Sarai pulled herself up and settled into the seat, and he joined her and untied the reins. There was a time when he was young and rash when he’d wanted a chance to drive with her in his buggy...but the likes of Sarai Peachy didn’t go driving with boys like him. Not in that way, at least. Not back then. Probably not now, either.
He flicked the reins, and the horse started forward, wheels crunching over the gravel. A pair of bluebirds swept down in front of the buggy and landed on a tree branch overhead.
“My grandfather mentioned you in letters,” he said.
“He did?”
“Yah. He said he was surprised you weren’t married yet.”
“There is a lot of pressure put on women to get married,” she said. “An unfair amount of pressure.”
“I don’t think he meant any insult,” Arden said. “He just meant that he thought you’d have lots of options.”
“There have been a few,” she said. “But I’m being careful.”
“Why so careful?”
“It’s very ironic that you’d ask me that,” she countered.

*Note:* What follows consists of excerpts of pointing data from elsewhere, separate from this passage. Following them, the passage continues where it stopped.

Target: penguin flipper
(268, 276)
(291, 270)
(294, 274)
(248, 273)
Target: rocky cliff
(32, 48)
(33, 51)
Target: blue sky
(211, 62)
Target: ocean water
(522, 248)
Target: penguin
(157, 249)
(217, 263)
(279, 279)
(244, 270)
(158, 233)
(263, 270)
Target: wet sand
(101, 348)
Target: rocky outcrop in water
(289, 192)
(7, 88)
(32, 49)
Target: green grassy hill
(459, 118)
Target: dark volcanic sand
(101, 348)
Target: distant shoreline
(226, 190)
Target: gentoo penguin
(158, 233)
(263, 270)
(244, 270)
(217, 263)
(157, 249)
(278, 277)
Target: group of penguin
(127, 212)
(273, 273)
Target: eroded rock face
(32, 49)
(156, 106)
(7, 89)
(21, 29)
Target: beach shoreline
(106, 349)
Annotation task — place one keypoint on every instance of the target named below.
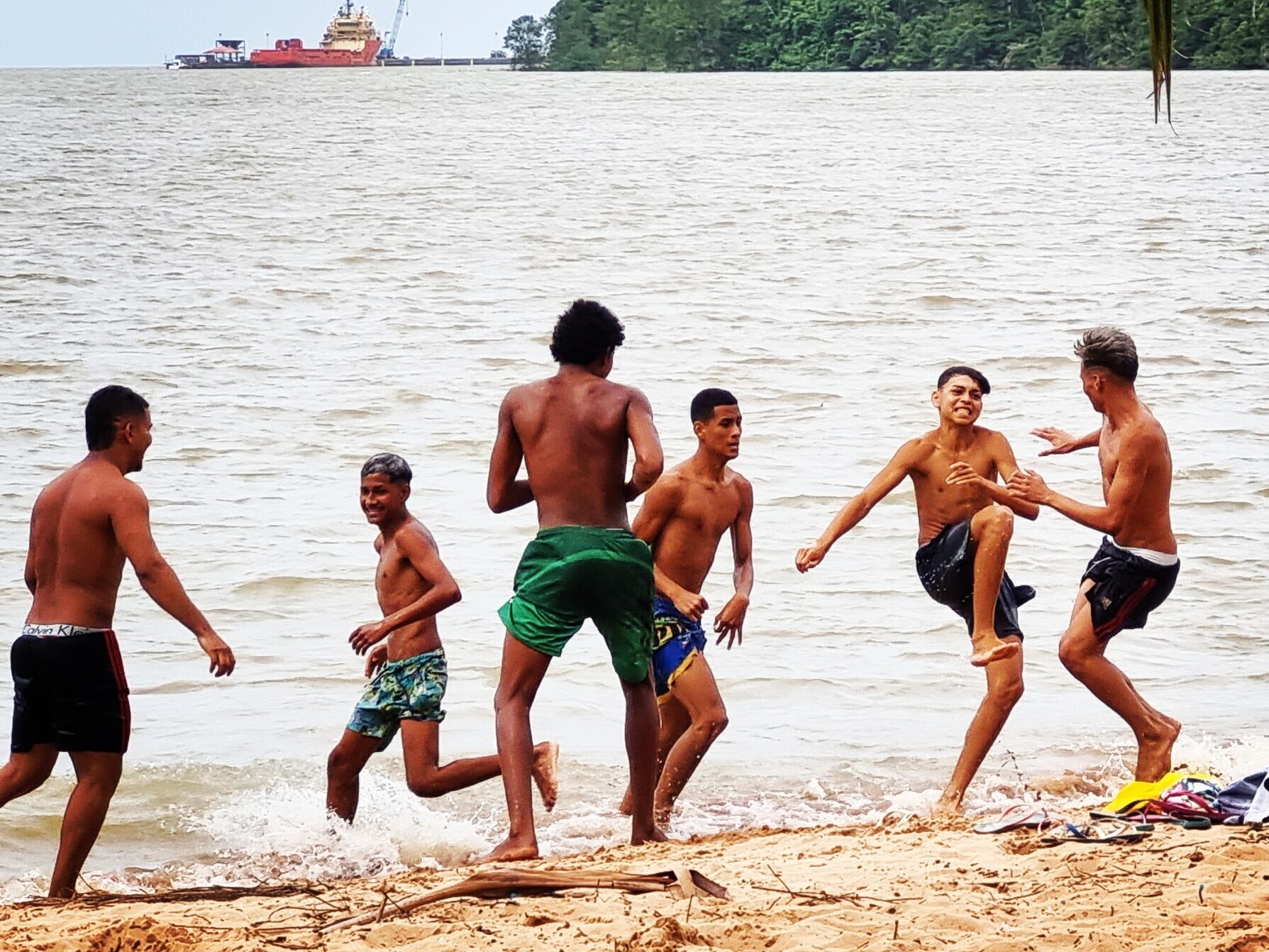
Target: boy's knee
(340, 765)
(1008, 693)
(714, 723)
(1000, 518)
(1073, 656)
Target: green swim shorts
(572, 572)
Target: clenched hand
(222, 658)
(731, 620)
(367, 635)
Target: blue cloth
(1248, 799)
(677, 640)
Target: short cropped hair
(704, 403)
(106, 409)
(390, 465)
(960, 371)
(1109, 349)
(585, 333)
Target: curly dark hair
(962, 371)
(585, 333)
(1111, 349)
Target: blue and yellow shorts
(677, 640)
(409, 690)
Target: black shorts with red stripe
(1126, 588)
(70, 691)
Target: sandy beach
(911, 885)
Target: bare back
(1137, 467)
(699, 511)
(575, 437)
(941, 504)
(75, 558)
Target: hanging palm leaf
(1159, 23)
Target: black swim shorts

“Ironic? How?” He darted her a cautious look.
“A man like you,” she said. “You swept through our community, breaking hearts left and right, and then left town. You might not think about those women again, but you damaged their reputations. They looked silly for having fallen for your charms.”
Arden blinked. “I...uh...” He wasn’t sure what to say to that. “I’m sorry. But you never fell for my charms.”
“No, I didn’t,” she replied. “But that was only because I was watching Lizzie and some of my other friends be made fools of by you. And I could see what you were up to.”
“So you’re too smart for that,” he said. “Why should I hold you back?”